The court erred in excluding relevant evidence adduced by Pennzoil. The crux of Pennzoil's defense to the counterclaims was that Carlson had an adequate alternative source of supply of gasoline but no customers. There is no reason that Pennzoil's experts should not have been permitted to refer to, summarize, and comment upon Carlson's purchases from Arco, or his lack of purchases due to reduced demand. The rule is that an expert witness may express an opinion based on facts of which he has personal knowledge (Richardson, Evidence § 369 [Prince 10th ed]) or "`facts which the evidence fairly tends to justify'" (id., § 370, at 347, quoting Stearns v Field, 90 N.Y. 640, 641; see generally, Hambsch v New York City Tr. Auth., 63 N.Y.2d 723, 725-726). "It is not necessary that the facts be established beyond all controversy; each side may shape its question according to its own theory" of the case (Richardson, op. cit., § 370, at 347). By excluding the references to Carlson's purchases of Arco gasoline, the court's ruling had the effect of making Carlson's business appear to be much smaller than it actually was, thus exaggerating Carlson's claim of damages. Pennzoil also was improperly prohibited from placing before the jury the fact that Carlson was doing substantial business with Arco until declining demand rendered him unable to satisfy his purchase obligations from that alternative supplier.
The court erred further in excluding a letter that Pennzoil sought to introduce in order to prove, in Carlson's own words, that Carlson's business reversals were caused by lack of demand for his products, not an insufficient supply. Hypothetical or tentative admissions made in the course of settlement negotiations are inadmissible in an action arising out of that dispute (see, id., § 225, at 201). Here, however, the letter was not sent, nor were the factual admissions contained therein made, as part of an offer to settle. Thus, the letter should have been admitted into evidence for the jury's consideration.
As a consequence of the court's erroneous evidentiary rulings, Pennzoil is entitled to a new trial on Carlson's counterclaims. Moreover, because the jury awards on the main claim and the counterclaims are inconsistent and cannot both be sustained, retrial of the main claim is required together with retrial of the counterclaims. Pennzoil's claim is that Carlson breached his obligation to pay on the note. On the other hand, Carlson's counterclaims allege that he was fraudulently or negligently induced to make the note by Pennzoil's promises. In our view, those theories are repugnant and both parties cannot prevail. On retrial, the court should charge the jury concerning the inconsistency of the claims, and should instruct the jury that it may sustain the main claim, or the fraud-negligent representation counterclaims, but not both.

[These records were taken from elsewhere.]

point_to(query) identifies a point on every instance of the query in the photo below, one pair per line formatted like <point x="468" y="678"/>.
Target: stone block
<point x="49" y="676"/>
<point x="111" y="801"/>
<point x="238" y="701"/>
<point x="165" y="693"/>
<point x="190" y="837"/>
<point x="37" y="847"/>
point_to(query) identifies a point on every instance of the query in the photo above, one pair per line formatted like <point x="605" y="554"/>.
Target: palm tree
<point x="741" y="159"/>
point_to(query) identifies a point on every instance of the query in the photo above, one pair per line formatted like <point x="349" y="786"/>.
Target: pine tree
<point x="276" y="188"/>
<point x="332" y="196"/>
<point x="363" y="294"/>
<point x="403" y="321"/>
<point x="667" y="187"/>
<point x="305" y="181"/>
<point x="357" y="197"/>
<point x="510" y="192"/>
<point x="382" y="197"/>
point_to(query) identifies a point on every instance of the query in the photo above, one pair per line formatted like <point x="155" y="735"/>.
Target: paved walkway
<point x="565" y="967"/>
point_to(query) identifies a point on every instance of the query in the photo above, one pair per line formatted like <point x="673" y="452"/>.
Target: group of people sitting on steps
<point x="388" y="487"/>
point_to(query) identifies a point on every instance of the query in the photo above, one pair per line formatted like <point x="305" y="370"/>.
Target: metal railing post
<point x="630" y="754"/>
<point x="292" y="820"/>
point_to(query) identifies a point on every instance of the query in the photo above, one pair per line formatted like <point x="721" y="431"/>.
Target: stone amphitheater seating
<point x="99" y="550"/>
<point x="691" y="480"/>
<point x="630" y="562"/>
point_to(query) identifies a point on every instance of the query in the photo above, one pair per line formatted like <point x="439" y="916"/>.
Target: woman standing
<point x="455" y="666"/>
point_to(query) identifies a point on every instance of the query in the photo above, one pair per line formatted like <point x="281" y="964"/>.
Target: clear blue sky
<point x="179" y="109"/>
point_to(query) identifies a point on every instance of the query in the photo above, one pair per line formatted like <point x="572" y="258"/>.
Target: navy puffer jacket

The court erred in failing to consider Carlson's claim for exemplary damages and fees under the PMPA. As a ground for denying Carlson's application, the court held that Carlson waived such relief by failing to request the jury to award it. Under the statute, however, whether and to what extent to award exemplary damages is determined by the court, not the jury ( 15 U.S.C. § 2805 [d] [2]). Further, contrary to Pennzoil's contention, a franchisee "prevails" on a PMPA claim where, as here, the jury has found that the franchiser violated the statute. It is not necessary that the franchisee be awarded compensatory damages before becoming entitled to an award of exemplary damages or fees (see, Lippo v Mobil Oil Corp., 776 F.2d 706, 720; Midwest Petroleum Co. v American Petrofina, 603 F. Supp. 1099). Therefore, the court was bound to consider whether and to what extent Carlson was entitled to exemplary damages and attorney's and expert's fees under the statute.